As part of demonstrating the basic soundness and correctness of MIAOW's design, it was implemented onto a Virtex7 FPGA using the VC707 evaluation board. This variation is dubbed Neko and the following is a guide to bootstrapping and using it.

Due to MIAOW's sheer size, there are several limitations imposed upon Neko. The biggest is that instead of the four SIMD and SIMF units available in a standard compute unit, Neko is restricted to one of each. Even in this configuration, Neko accounts for well over 60% of the available logic and attempts to include one more SIMD/F unit resulted in the FPGA router giving up due to the density of the design.

The other major limitation is that currently Neko does not possess a functioning interface to memory. Initial attempts to create one were stymied by an architectural decision made early in MIAOW's development. To read more about it, please refer to the current limitations section of the Architecture Overview page.

Before attempting to synthesize Neko, one should have a passing familiarity with the Xilinx toolchain, otherwise one is likely to suffer some significant frustrations.

The current iteration of Neko requires Vivado 2015.1 at a minimum. It is also recommended that users remain on Windows 7 or 8/8.1 at this time.

One final caveat is the reminder that the FPGA project is effectively an export of the repository source.
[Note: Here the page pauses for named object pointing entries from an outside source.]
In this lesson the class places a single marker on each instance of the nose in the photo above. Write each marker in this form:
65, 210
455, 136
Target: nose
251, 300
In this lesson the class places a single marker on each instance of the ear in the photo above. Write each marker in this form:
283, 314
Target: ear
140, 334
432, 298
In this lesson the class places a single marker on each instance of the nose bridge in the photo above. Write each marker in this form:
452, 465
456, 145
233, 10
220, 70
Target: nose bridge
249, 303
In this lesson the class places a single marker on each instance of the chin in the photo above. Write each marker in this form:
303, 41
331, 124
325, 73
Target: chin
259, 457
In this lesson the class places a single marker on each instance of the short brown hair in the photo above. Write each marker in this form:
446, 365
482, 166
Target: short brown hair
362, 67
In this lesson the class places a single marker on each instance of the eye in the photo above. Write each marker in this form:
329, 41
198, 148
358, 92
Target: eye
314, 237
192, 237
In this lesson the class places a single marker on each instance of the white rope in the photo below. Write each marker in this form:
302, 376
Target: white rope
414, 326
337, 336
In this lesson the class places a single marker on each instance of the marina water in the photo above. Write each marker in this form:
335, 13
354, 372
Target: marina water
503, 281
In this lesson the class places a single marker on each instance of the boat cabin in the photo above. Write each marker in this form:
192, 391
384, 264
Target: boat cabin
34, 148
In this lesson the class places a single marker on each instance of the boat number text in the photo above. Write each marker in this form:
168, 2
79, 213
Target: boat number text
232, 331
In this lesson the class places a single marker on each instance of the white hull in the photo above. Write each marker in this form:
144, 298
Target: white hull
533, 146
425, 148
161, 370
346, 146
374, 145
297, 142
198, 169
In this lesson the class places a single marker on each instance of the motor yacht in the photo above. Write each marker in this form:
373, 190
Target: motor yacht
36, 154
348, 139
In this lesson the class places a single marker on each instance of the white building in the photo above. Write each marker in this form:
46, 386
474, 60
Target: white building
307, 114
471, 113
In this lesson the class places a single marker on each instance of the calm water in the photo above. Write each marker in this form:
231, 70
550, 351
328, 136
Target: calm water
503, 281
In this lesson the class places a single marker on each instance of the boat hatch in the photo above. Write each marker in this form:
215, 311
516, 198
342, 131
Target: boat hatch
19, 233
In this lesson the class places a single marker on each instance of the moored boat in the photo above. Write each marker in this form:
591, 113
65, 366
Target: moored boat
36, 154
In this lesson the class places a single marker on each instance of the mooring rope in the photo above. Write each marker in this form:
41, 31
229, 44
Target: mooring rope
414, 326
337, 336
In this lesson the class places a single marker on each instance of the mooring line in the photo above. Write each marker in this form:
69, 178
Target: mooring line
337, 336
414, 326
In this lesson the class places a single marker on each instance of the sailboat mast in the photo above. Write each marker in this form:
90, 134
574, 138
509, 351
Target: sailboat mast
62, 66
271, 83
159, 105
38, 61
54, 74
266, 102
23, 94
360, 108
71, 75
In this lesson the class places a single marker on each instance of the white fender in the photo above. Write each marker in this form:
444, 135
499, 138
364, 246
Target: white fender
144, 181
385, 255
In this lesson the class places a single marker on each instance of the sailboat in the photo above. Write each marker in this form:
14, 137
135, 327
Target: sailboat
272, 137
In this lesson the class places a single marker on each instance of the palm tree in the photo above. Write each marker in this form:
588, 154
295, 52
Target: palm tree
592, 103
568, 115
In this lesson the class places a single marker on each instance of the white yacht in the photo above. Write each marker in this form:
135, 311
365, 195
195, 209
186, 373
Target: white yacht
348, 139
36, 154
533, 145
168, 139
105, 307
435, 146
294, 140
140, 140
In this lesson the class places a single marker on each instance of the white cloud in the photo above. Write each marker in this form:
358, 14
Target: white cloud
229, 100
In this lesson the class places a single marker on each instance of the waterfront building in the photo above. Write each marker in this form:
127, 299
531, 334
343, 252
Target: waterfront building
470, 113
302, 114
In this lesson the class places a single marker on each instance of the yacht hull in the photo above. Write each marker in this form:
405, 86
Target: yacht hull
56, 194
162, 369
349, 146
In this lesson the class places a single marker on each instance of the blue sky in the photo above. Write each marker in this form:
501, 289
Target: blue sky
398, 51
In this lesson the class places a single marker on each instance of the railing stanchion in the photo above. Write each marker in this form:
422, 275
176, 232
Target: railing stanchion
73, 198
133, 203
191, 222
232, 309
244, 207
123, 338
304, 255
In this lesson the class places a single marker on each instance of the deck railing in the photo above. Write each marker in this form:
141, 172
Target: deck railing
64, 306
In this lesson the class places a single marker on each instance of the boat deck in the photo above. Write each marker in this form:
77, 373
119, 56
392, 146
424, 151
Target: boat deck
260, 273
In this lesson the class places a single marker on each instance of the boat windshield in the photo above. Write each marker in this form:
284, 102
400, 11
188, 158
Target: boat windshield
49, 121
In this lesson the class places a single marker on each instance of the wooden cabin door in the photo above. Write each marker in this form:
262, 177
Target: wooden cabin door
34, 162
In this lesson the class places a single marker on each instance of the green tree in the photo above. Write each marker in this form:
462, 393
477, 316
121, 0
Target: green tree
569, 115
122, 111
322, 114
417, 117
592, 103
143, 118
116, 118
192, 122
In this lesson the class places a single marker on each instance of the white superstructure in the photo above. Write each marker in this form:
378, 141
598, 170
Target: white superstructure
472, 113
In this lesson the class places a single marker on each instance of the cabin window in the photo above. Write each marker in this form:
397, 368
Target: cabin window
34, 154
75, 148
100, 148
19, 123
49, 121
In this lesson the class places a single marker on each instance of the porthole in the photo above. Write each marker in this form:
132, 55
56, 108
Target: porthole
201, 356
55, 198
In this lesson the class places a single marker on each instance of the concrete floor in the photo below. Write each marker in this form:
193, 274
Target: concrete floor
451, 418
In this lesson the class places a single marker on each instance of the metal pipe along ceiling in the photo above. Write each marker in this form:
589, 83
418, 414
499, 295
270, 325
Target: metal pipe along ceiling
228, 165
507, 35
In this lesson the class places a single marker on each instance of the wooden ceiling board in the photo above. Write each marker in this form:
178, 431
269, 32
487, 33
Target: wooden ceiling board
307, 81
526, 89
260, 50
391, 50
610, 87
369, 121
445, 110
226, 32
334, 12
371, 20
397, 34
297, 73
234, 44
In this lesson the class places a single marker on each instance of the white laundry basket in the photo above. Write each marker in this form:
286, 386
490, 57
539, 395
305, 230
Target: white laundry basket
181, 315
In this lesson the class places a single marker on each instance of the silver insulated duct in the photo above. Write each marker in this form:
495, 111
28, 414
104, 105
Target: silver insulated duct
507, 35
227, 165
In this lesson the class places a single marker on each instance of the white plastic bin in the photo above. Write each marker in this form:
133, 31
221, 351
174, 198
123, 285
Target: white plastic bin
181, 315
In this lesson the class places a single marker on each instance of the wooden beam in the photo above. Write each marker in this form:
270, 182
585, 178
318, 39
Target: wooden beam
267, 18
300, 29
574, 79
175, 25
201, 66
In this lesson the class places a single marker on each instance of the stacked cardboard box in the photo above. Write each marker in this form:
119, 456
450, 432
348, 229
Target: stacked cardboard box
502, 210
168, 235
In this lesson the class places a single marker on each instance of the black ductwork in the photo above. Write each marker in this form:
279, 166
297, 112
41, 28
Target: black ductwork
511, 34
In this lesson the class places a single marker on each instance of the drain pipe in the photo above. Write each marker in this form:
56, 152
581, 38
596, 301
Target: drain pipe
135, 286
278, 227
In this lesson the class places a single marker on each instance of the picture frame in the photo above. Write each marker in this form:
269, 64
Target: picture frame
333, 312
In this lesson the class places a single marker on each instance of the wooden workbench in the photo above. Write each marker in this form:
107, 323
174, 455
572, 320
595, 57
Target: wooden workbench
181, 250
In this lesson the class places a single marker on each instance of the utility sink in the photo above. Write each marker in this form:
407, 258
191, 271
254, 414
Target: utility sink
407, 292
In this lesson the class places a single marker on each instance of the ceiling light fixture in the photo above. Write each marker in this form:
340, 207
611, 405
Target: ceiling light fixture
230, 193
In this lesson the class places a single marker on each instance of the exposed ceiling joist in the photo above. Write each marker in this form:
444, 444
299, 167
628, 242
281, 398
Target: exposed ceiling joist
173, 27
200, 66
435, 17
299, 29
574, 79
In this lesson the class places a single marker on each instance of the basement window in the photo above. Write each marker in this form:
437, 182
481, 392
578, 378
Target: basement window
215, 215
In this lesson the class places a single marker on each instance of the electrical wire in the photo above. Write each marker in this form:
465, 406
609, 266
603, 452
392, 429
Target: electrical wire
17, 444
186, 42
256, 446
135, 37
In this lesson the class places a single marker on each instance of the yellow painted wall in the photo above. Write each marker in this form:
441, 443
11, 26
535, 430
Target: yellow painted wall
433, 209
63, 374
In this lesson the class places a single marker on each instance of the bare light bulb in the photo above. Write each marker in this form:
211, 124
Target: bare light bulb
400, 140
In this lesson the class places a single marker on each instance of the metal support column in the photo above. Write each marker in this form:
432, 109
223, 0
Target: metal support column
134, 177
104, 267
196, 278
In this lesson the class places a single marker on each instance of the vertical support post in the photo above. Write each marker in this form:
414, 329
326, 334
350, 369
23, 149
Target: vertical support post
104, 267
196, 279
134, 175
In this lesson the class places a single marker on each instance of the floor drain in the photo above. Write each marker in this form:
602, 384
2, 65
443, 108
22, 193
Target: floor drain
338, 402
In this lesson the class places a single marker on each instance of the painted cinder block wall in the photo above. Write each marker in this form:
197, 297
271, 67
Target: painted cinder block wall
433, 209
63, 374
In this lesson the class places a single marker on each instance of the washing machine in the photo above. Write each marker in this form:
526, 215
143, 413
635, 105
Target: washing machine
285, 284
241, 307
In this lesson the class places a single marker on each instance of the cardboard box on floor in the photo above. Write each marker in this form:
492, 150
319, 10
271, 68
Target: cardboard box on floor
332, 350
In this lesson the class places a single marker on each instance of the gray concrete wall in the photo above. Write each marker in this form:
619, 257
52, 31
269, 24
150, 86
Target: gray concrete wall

If you make changes or fixes, make sure that they are also applied to the original repository source, otherwise they will get lost the next time you do a new export.

Architecture

Neko is composed of a Microblaze acting as the scheduling unit and memory controller and a MIAOW compute unit connected via an AXI-lite interface. Control of the compute unit is via a series of command registers that are documented below.

Command Registers

The registers as exposed by the AXI-lite interface are memory mapped based on how the FPGA is configured by the user. The following represent offsets from the start of whatever address range was reserved for the compute unit. At present the register addresses are somewhat haphazardly assigned. In the future a more coherent schema will likely be put together.

Control Interface

The control interface is used to fill in the configuration values needed by the compute unit to actually execute a program. It is also how one starts execution of a kernel and determines when execution has been completed. The offsets are based on the region offsets specified above.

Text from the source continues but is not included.